Silencing the IC-vBNST pathway is anxiogenic without affecting locomotor activity. A) C57/Bl6 mice were infected with the inhibitory opsin, Arch in the IC cell bodies and had an optical fiber implant in the vBNST for terminal silencing. Nissl stain of the Arch injection site (GI: granular insula; DI: dysgranular insula; AIP: agranular insula). B) 40x magnification of IC cell bodies expressing Arch. C) Nissl stain of Arch expression in IC terminals and optical fiber site within the vBNST (ACP: anterior commissure posterior limb; mvBNST: medial ventral bed nucleus of the strial terminalis; lvBNST: lateral ventral bed nucleus of the stria terminalis). D) 40x magnification of IC(CaMKIIa::Arch) terminals in the vBNST. E) Mice underwent an open field assay with continuous photoinhibition staggered off and on for 3 minute bins over 21 minutes (7 bins). Heat maps from both a IC(CaMKIIa::eYFP) (left) and an IC(CaMKIIa::Arch) (Right) expressing subject during the open field assay.
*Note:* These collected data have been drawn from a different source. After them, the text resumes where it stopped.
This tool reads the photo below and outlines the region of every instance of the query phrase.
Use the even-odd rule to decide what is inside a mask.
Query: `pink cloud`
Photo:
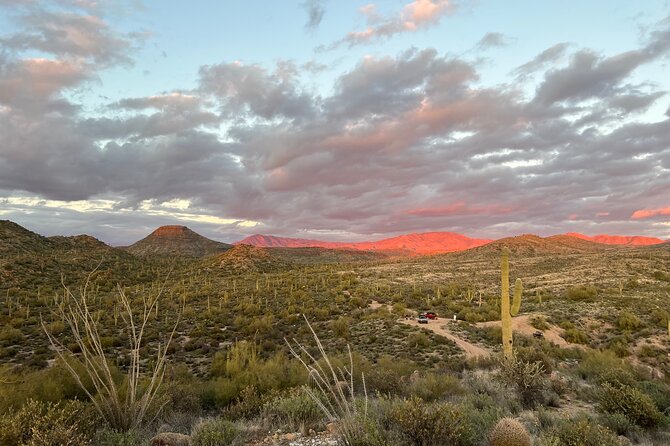
[[[437,24],[453,9],[454,6],[450,0],[414,0],[407,3],[396,17],[383,18],[377,14],[376,6],[370,3],[359,9],[367,17],[366,29],[350,32],[330,48],[333,49],[342,44],[354,46],[377,38],[428,28]]]
[[[490,206],[468,206],[464,202],[454,203],[443,207],[427,207],[410,209],[406,213],[419,217],[446,217],[449,215],[472,215],[472,214],[508,214],[514,209],[499,205]]]
[[[446,0],[415,0],[403,8],[402,16],[405,23],[411,23],[415,29],[417,26],[439,20],[452,8],[451,2]]]
[[[644,218],[657,217],[659,215],[670,215],[670,206],[658,209],[639,209],[633,212],[633,215],[630,217],[635,220],[641,220]]]

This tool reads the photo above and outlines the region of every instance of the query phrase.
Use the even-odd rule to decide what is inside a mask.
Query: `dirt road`
[[[527,336],[532,336],[533,333],[537,331],[537,328],[533,327],[530,324],[530,318],[533,316],[541,316],[541,314],[523,314],[521,316],[512,318],[512,330],[514,333],[521,333]],[[480,322],[476,324],[477,327],[500,327],[500,321],[490,321],[490,322]],[[544,339],[549,342],[553,342],[559,347],[574,347],[575,344],[571,344],[561,337],[563,330],[551,325],[550,328],[543,331]]]
[[[405,325],[411,325],[413,327],[423,328],[424,330],[429,330],[435,333],[436,335],[445,337],[454,343],[465,352],[467,358],[476,358],[476,357],[486,357],[491,354],[491,352],[478,345],[475,345],[471,342],[466,341],[465,339],[459,338],[449,330],[449,321],[447,320],[436,320],[429,321],[427,324],[419,324],[416,319],[401,319],[399,321]]]
[[[377,308],[383,307],[384,305],[377,302],[376,300],[373,300],[372,303],[370,304],[370,308],[373,310],[376,310]],[[391,311],[391,305],[387,305],[387,308],[389,311]],[[407,314],[417,314],[416,311],[414,310],[406,310],[405,311]],[[416,319],[400,319],[398,322],[405,324],[405,325],[411,325],[413,327],[417,328],[423,328],[424,330],[432,331],[438,336],[442,336],[444,338],[447,338],[451,341],[454,341],[454,343],[465,352],[465,357],[466,358],[476,358],[476,357],[485,357],[489,356],[491,352],[487,350],[484,347],[480,347],[478,345],[475,345],[471,342],[466,341],[465,339],[462,339],[452,333],[449,330],[448,324],[450,323],[449,320],[446,319],[438,319],[436,321],[429,321],[427,324],[419,324]]]

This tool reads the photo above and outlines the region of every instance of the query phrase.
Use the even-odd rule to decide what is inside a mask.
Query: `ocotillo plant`
[[[521,293],[523,292],[523,284],[521,279],[516,279],[514,284],[514,301],[510,308],[509,302],[509,249],[505,246],[502,251],[501,270],[501,285],[502,294],[500,297],[500,312],[502,320],[502,343],[503,354],[505,358],[512,357],[512,316],[516,316],[521,307]]]

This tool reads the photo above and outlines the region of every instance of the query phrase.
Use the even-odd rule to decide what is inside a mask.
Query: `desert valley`
[[[2,387],[3,410],[74,398],[79,402],[53,406],[64,411],[49,416],[74,420],[90,413],[87,394],[64,365],[74,357],[57,355],[47,333],[74,355],[82,347],[100,348],[118,381],[135,361],[123,294],[133,314],[139,311],[135,317],[155,296],[142,322],[138,367],[151,376],[159,345],[167,349],[155,396],[163,410],[126,434],[98,430],[103,437],[96,444],[117,444],[109,438],[123,435],[123,441],[140,441],[159,431],[190,434],[211,414],[227,420],[236,441],[262,441],[270,432],[267,441],[286,444],[336,441],[340,423],[373,444],[407,436],[417,444],[475,445],[487,441],[503,417],[521,419],[535,444],[663,444],[670,438],[664,427],[669,242],[575,234],[490,241],[429,233],[322,245],[260,235],[225,244],[167,226],[115,248],[86,235],[43,237],[0,222],[0,358],[3,382],[11,383]],[[520,310],[511,318],[510,364],[501,349],[505,248],[509,277],[523,282]],[[80,335],[99,344],[73,337],[77,302],[95,321],[94,332]],[[426,312],[436,319],[417,324]],[[337,419],[339,412],[331,419],[299,390],[310,378],[289,346],[303,346],[326,367],[314,334],[336,370],[350,370],[352,361],[349,378],[336,372],[337,382],[351,383],[334,397],[356,406],[348,410],[358,417],[365,401],[367,424],[350,426],[352,420]],[[88,386],[95,391],[92,382]],[[5,413],[10,424],[2,435],[10,438],[21,423],[12,417],[24,415]],[[84,436],[91,427],[73,429]],[[593,440],[580,442],[585,437]]]

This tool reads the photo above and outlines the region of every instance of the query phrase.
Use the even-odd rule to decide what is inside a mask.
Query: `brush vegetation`
[[[356,445],[670,444],[664,246],[515,238],[503,359],[499,245],[140,258],[0,227],[0,444],[246,444],[329,424]],[[421,311],[440,318],[402,323]]]

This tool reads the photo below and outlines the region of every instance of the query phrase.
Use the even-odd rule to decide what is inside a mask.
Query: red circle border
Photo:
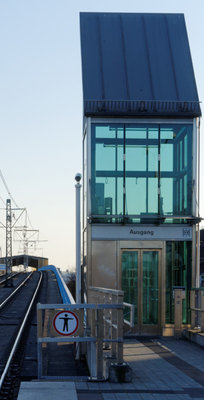
[[[56,318],[58,317],[58,315],[60,315],[60,314],[62,314],[62,313],[69,313],[69,314],[72,314],[72,315],[76,318],[77,326],[76,326],[75,330],[72,331],[71,333],[61,333],[61,332],[58,331],[58,329],[57,329],[56,326],[55,326],[55,320],[56,320]],[[54,328],[54,330],[55,330],[59,335],[62,335],[62,336],[72,336],[72,335],[77,331],[78,327],[79,327],[79,319],[78,319],[77,315],[74,314],[72,311],[68,311],[68,310],[59,311],[59,312],[55,315],[55,317],[54,317],[54,320],[53,320],[53,328]]]

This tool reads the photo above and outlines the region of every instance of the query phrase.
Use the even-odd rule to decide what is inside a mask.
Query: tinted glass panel
[[[138,252],[123,251],[122,253],[122,290],[124,302],[135,305],[135,324],[138,315]],[[124,318],[130,320],[129,309],[124,310]]]
[[[157,126],[125,126],[126,215],[158,212],[158,138]]]
[[[123,143],[122,127],[92,127],[91,203],[94,215],[123,212]]]
[[[91,146],[92,214],[142,223],[192,215],[191,124],[93,124]]]
[[[166,242],[166,322],[174,323],[174,286],[184,286],[183,323],[190,323],[189,302],[191,289],[191,242]]]
[[[143,251],[143,324],[158,324],[158,252]]]

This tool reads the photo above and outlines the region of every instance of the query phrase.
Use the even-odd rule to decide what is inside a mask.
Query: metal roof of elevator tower
[[[80,13],[85,115],[200,116],[183,14]]]

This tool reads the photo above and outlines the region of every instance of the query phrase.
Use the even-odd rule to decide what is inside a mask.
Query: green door
[[[134,304],[134,331],[160,332],[160,250],[122,251],[122,290],[124,302]],[[125,319],[128,319],[128,308]]]

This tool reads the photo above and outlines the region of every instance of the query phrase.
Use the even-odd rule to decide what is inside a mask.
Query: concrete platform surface
[[[204,348],[173,338],[130,338],[124,360],[131,383],[33,381],[21,384],[18,400],[201,400]]]
[[[125,339],[131,383],[75,382],[78,400],[204,399],[204,349],[173,338]]]
[[[77,400],[74,382],[22,382],[18,400]]]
The white box in the center represents the “center zone”. F) We then measured the total distance traveled in the open field assay when the laser was either OFF or ON. We found no effect of IC terminal inhibition on locomotor activity. G) We then examined changes in time spent in the center of the open field as a measure for anxiety. We found that Arch inhibition significantly reduced the time spent in the center in a within-groups comparison. H) Mice expressing either IC(CaMKIIa::eYFP) or IC(CaMKIIa::Arch) underwent a Real Time Place Preference assay. Heat maps from both a IC(CaMKIIa::eYFP) (Top) and a IC(CaMKIIa::Arch) (Bottom) expressing subject during RTPP. I) We found that optical inhibition of Arch-expressing IC terminals in the vBNST caused aversion for the stimulationpaired chamber. J) Measured time spent in stimulus chamber vs. non-stimulus chamber to examine aversion for the photoinhibition over time. Mice begin showing significant aversion for the stimulation chamber by the last 5min bin. (*p≤0.05, **p≤0.01, ***p≤0.001, ****p<0.0001)

Figure 4.

IC-vBNST photoinhibition does not affect consummatory behavior. In a food approach task, percent time subject spent in the food zone was measured in a 15 minute free feeding task in a twochamber arena. Mice received continuous vBNST photoinhibition in the food zone that contained a cup filled with sucrose pellets. A) Example heat map of eYFP-expressing mouse during the food approach task. The red box outlines the food zone that also contained the cup filled with sucrose pellets, and the white box out lined the zone containing a clean, empty food cup. B) Example heat map of an Arch-expressing mouse during the same food approach task. C) Measured percent time spent in the food zone and found no difference between groups. D) Measured total number of entries in the food zone and found no difference between groups. E) Measured percent change in food before and after the food approach task and found no difference between groups. F) Measured latency to eat during the food approach task and found no difference between groups.